Fundamental questions such as these are Asifa Majid’s field. Her work explores how people in different parts of the world transform concepts into language. When searching for answers she is not only applying linguistics but also psychology, cognitive science and ethnography.
Majid is innovative in the way she searches for interactions between our linguistic and our cultural roots. For example, for a long time it was thought that every person has difficulty describing odours. In almost every study conducted by our western universities, subjects proved incapable of correctly identifying roughly half of the smells they were presented with. They could only describe odours by comparing them with other objects. It was as if instead of saying “In the summer the trees are green” we would say “In the summer the trees look like grass”.
Through her innovative fieldwork Majid, who was born in Britain but has spent almost fifteen years working at the Max Planck Institute for Psycholinguistics in Nijmegen, has challenged long held assumptions. By asking people from diverse cultures to encapsulate all kinds of stimuli in words, she found that peoples inhabiting the rainforest really do have all kinds of abstract words for scents, just as we have many words for the colours of the rainbow.
Majid’s work indicates that not only is scent language culturally defined, but so is the language of sounds and symbols. In the Netherlands we speak of ‘high’ and ‘low’ tones, and therefore we raise our voice if a conductor raises her hand. But in countries like Iran or Turkey people speak of ‘thin’ and ‘thick’ sounds, and the conductor therefore needs to come up with an alternative gesture.

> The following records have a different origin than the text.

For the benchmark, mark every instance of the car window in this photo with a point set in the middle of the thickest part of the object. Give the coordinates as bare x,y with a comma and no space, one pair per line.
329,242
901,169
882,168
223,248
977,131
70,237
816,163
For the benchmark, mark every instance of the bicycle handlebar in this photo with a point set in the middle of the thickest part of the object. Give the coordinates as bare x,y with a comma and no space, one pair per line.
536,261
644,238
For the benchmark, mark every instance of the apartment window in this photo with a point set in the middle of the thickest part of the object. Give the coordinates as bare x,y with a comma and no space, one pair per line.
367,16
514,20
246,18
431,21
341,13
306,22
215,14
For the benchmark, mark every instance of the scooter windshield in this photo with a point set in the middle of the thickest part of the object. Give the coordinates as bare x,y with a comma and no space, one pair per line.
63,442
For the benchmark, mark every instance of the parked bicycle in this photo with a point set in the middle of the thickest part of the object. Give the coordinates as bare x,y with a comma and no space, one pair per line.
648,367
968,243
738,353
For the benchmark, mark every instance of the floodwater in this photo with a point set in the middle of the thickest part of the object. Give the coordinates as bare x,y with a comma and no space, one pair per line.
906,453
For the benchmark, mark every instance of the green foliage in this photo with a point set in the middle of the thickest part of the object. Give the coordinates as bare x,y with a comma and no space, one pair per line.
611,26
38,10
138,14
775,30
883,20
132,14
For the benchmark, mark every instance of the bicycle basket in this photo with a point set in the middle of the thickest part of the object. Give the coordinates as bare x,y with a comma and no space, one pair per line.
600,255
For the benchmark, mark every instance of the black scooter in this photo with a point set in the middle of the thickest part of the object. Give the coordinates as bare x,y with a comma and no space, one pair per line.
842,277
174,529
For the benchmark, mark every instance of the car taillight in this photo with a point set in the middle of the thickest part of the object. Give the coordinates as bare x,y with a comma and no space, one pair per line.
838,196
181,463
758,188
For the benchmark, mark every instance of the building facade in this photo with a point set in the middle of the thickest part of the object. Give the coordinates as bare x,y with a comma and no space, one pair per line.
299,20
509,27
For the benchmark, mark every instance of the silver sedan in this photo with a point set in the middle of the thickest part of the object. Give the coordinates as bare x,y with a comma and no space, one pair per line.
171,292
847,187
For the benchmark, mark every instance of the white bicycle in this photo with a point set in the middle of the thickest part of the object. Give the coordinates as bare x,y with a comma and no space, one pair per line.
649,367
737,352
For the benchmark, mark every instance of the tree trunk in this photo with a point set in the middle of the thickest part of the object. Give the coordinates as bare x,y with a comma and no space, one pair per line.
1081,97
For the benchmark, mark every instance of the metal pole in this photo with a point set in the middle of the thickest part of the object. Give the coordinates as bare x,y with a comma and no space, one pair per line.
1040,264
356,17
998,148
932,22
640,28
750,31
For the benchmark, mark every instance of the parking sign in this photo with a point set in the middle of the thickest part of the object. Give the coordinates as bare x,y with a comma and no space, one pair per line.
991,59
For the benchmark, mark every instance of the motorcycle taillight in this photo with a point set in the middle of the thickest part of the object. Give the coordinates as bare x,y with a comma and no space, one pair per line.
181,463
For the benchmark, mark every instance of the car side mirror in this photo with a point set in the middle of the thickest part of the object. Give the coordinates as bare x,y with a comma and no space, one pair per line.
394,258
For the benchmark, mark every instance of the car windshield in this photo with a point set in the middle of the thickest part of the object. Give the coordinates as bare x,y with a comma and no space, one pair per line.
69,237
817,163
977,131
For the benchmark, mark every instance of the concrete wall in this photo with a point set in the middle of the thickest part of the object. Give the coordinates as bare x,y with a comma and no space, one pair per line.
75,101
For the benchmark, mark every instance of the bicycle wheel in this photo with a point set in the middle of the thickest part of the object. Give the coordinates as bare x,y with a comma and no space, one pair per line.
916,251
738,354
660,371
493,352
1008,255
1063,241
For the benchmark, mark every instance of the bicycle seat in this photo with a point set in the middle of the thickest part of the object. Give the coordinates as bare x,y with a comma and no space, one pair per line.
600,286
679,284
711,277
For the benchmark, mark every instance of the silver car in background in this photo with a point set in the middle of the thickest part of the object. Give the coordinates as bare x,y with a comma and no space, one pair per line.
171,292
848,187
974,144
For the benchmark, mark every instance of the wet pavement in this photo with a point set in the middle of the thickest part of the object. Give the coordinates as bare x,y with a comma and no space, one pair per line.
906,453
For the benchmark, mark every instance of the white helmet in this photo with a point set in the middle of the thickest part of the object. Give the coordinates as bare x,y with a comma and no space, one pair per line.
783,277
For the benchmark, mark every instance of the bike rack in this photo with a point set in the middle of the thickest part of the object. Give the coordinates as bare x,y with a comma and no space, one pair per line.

Such intriguing examples show how innovative research into more diverse cultures, languages and nations can provide new insights into the relationship between language, culture and the human brain. It prompts us to ask new fundamental questions: Are humans actually able to develop a rich and nuanced language to describe scents? Have we simply forgotten to pass such language on to our children because scent is no longer of importance to us?
Ladies and Gentlemen,
The advisory committee was very impressed by the innovative nature of Asifa Majid’s work, and the way in which she is building totally new bridges between very diverse fields. I would like to invite you to show your appreciation for Asifa Majid, winner of an Ammodo KNAW Award for Humanities!